Je préfère creuser en amont, remonter vers la source, le risque est moindre d’y rencontrer la mort. Des éclosions, au contraire, des épiphanies, des naissances. L’espoir même ne serait-il pas plutôt de côté-là du temps ? Tous ces petits œufs qui se fendillent !

Éric Chevillard, Le désordre azerty, Minuit, p. 64.

Cécile Carret, 10 fév. 2014
faire

Je ne vois pas ce que je pourrais faire de moins.

Jean-Pierre Georges, « Jamais mieux (4) », «  Théodore Balmoral  » n° 74, printemps-été 2014, p. 77.
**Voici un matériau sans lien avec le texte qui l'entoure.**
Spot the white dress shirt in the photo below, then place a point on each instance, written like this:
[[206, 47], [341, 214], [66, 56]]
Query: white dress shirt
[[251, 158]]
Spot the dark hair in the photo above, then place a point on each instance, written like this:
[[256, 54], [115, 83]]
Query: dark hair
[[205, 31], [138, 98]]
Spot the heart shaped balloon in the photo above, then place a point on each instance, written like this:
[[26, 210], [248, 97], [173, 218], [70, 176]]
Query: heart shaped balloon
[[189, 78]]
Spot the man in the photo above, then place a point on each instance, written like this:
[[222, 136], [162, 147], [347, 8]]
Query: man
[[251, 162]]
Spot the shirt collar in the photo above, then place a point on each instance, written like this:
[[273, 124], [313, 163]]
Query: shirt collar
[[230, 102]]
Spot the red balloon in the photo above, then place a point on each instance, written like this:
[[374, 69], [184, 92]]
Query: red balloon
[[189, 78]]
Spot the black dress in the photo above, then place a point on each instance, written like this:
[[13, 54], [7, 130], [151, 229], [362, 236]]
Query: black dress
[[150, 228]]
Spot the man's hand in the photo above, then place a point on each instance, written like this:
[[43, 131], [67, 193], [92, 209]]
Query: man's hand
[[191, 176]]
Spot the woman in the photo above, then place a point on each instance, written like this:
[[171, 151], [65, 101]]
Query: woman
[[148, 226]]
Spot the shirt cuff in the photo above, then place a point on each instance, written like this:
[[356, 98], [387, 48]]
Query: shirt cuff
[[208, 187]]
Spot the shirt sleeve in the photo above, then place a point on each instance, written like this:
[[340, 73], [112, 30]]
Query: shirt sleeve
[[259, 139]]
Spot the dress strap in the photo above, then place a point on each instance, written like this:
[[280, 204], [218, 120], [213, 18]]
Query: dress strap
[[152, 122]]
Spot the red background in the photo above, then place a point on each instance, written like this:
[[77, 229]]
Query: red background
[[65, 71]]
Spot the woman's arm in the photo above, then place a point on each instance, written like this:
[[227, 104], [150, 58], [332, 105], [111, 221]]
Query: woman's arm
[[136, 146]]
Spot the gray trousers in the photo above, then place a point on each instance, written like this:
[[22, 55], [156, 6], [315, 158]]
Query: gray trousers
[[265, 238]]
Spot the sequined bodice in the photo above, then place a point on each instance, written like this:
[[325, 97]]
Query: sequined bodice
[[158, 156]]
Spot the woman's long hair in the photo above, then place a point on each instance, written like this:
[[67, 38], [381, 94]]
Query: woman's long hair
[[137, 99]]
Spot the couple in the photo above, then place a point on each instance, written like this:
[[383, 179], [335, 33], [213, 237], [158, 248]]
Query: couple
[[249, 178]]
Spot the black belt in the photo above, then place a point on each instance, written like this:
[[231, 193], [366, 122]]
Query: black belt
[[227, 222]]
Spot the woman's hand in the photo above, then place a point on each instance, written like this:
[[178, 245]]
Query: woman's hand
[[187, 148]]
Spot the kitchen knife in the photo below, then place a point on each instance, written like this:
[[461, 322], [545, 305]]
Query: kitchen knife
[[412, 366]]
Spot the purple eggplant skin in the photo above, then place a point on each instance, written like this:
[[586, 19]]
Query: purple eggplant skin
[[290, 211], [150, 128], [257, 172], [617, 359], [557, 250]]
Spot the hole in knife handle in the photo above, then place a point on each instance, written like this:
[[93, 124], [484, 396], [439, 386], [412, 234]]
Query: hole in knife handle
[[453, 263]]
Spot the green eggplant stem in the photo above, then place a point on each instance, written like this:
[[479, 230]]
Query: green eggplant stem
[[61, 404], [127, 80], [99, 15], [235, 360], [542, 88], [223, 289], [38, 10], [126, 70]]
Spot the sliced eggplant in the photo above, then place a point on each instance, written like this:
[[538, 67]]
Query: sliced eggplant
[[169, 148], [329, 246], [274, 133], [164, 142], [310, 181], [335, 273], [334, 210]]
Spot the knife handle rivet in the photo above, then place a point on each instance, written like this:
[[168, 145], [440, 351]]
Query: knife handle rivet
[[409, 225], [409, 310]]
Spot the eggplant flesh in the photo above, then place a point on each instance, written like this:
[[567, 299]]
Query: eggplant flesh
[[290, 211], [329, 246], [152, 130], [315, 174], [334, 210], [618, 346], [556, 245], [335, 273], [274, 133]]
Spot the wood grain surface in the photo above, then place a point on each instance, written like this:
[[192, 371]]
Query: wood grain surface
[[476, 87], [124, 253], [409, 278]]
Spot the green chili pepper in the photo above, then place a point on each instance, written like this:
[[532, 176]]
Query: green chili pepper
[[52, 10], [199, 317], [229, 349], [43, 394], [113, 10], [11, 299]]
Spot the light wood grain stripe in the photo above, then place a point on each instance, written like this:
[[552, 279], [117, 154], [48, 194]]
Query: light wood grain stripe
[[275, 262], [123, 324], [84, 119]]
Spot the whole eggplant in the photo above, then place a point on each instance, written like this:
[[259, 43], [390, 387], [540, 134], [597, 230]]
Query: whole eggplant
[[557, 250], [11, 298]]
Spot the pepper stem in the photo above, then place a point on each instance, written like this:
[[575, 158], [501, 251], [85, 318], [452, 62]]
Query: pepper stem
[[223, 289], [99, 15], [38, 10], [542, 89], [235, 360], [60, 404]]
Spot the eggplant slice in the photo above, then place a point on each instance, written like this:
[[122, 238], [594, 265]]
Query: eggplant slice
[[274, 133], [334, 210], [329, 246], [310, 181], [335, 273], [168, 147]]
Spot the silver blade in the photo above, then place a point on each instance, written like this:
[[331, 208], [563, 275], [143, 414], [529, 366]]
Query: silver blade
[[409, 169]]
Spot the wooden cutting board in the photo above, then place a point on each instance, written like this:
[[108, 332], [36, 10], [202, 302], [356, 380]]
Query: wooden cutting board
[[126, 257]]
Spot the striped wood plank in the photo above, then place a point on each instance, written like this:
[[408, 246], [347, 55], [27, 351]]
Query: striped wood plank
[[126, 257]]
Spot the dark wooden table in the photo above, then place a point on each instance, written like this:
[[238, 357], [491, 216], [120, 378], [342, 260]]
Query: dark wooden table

David Farreny, 8 juil. 2014
cuirasse

Ce qui frappe d’abord dans le paysage de Suède et de Norvège : le roc, la cuirasse géologique de la presqu’île, le bouclier scandinave (on ne saurait mieux dire) partout présent. Non pas le rocher : le roc ; tout ce qui pouvait s’arracher, s’extraire, s’araser, la glace l’a arraché, extrait, arasé du squelette gratté, brossé, récuré jusqu’à l’os. Il ne reste que le noyau profond mis au jour, la roche-mère intacte, inaltérée. La forêt — claire, sans belle venue — pousse sur des coupoles et des plaques de blindage qui partout apparaissent à nu ; dans les îles de Stockholm, où un léger filigrane de neige soulignait encore en avril les jointures cyclopéennes des quartiers de roc, les maisons semblent surplomber le lac du haut d’un bordé de dreadnought. Épaulement rabotés, dos de baleine, écailles de tortue, ce sont les formes que le granit ici répète à satiété : pas de sol, pas même une pellicule de terre de bruyère : on dirait que toute la Scandinavie, ses ballasts expurgés par la fonte des glaciers énormes, émerge de la mer comme l’échine d’un sous-marin étanche et boulonné. Nulle trace de remblai, nul colmatage ; le long de la rive basse du golfe de Bothnie, le dallage bossu plonge sous la mer comme le pavé d’un gué ; même les petits lacs se ceignent d’un anneau de granit nu ou de porphyre, comme la flaque d’un bénitier.

Julien Gracq, Lettrines (II), José Corti, pp. 231-232.